It was not the Island of St. Paul’s. That I knew. It was, therefore, Amsterdam Island; and, filled as I was with anxiety and distracted by many contending passions, a momentary emotion of pride swelled my heart when I beheld that island, scarcely five miles distant, within three points under the bows of the little brig.
Yan Bol stood beside me with folded arms. The ear-flaps of his hair cap helmeted his face; his skin was green with the faint light ahead; he looked like a mariner of Tromp’s day in casque-like cap.
“So dot vhas der island? Dot vhas New Amsterdam, hey? Potsblitz! Vhas not der Doytch everywhere in her day? But dot day vhas gone. Und dot vhas der island, hey? Vell, she vhas in good time, und I likes der look of der vetter. Vhere vhas der landing-place, I fonders?”

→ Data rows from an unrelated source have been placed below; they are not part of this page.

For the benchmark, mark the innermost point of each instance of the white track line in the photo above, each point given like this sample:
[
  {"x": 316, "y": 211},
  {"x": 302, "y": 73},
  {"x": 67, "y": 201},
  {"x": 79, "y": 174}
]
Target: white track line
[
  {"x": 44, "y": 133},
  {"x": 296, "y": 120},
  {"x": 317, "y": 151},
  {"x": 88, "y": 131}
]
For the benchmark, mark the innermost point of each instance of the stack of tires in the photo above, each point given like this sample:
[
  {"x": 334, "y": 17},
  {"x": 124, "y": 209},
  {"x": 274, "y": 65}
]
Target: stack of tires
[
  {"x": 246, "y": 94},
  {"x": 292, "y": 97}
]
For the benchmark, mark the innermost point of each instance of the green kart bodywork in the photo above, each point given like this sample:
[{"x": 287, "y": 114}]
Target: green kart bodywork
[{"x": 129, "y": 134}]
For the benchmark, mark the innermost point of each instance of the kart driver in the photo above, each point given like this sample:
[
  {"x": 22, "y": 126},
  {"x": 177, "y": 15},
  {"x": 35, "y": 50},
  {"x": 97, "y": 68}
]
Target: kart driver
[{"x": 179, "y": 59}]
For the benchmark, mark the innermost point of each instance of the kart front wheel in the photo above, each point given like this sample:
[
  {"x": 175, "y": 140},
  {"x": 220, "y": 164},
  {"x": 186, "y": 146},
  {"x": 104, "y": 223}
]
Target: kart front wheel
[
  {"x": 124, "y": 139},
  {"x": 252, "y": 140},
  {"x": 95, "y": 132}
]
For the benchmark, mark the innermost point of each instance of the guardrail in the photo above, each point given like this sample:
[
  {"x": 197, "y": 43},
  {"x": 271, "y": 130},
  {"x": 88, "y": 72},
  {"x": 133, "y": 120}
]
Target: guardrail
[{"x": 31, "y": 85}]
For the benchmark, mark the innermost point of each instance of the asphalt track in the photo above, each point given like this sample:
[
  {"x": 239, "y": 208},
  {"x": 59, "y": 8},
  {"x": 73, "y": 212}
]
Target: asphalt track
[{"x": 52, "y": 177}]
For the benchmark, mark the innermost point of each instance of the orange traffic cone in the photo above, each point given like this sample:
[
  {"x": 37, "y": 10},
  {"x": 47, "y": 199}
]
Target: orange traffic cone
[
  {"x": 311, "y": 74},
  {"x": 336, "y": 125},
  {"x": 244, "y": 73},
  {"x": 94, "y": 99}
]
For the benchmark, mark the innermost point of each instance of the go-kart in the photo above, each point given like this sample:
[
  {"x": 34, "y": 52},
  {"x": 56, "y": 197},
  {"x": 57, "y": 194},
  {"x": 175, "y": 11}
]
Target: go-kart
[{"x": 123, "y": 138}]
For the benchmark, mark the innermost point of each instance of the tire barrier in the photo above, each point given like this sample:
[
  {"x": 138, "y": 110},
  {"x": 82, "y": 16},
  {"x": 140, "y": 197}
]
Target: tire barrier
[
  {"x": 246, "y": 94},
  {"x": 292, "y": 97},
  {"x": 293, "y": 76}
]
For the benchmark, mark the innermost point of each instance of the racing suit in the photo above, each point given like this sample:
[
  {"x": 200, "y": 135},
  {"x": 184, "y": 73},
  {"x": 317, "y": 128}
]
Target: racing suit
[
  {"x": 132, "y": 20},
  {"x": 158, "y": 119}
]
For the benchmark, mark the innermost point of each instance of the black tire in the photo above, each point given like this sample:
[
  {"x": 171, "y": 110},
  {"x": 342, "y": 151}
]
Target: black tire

I told him I couldn’t say; I was without a chart of the island. Its configuration, to our approach, was that of a lofty mass of coal-black rock southeast, with a down-like shelving of the stuff into the interior, and a facing seaward of rugged, horribly precipitous cliff. I should say it scarcely measured five miles north and south. The ocean looked lonely with it, as a babe makes lonelier the figure of the lonely woman who carries it; the melancholy picture of the deep at that moment—of that picture of faint green dawn blackening out the forlorn pile of island and the indigo sweep of the sea-line on either hand of it, and all astern of us the thickness of the smoky shadows of the departing night—is indescribable.
The sun rose right behind the island. It shot out a hundred beams of splendor before lifting its flaming upper limb; it was then a fine morning; the water of this Indian Ocean brimmed in a dark and beautifully pure blue to the base of the iron-like steeps; the flash and dazzle of rollers were visible at points, the sky was hard and high with a delicate shading and interlacery of gray cloud, and the wind was small and about northwest.
I looked south for the Island of St. Paul; it was invisible from the altitude of our deck, though I dare say on a fine, clear day it may be seen from the top of Amsterdam Island.
“Vere vhas the landing-places, I fonders,” said Bol.
I fetched the glass and carefully covered as much of the island as our bearings commanded. While I kneeled I felt a hand upon my shoulder.
“Qué tiempo hace?” inquired the lady Aurora in a cool, collected voice, looking down into my face.
I answered in Spanish that the weather was fine and promised to keep so.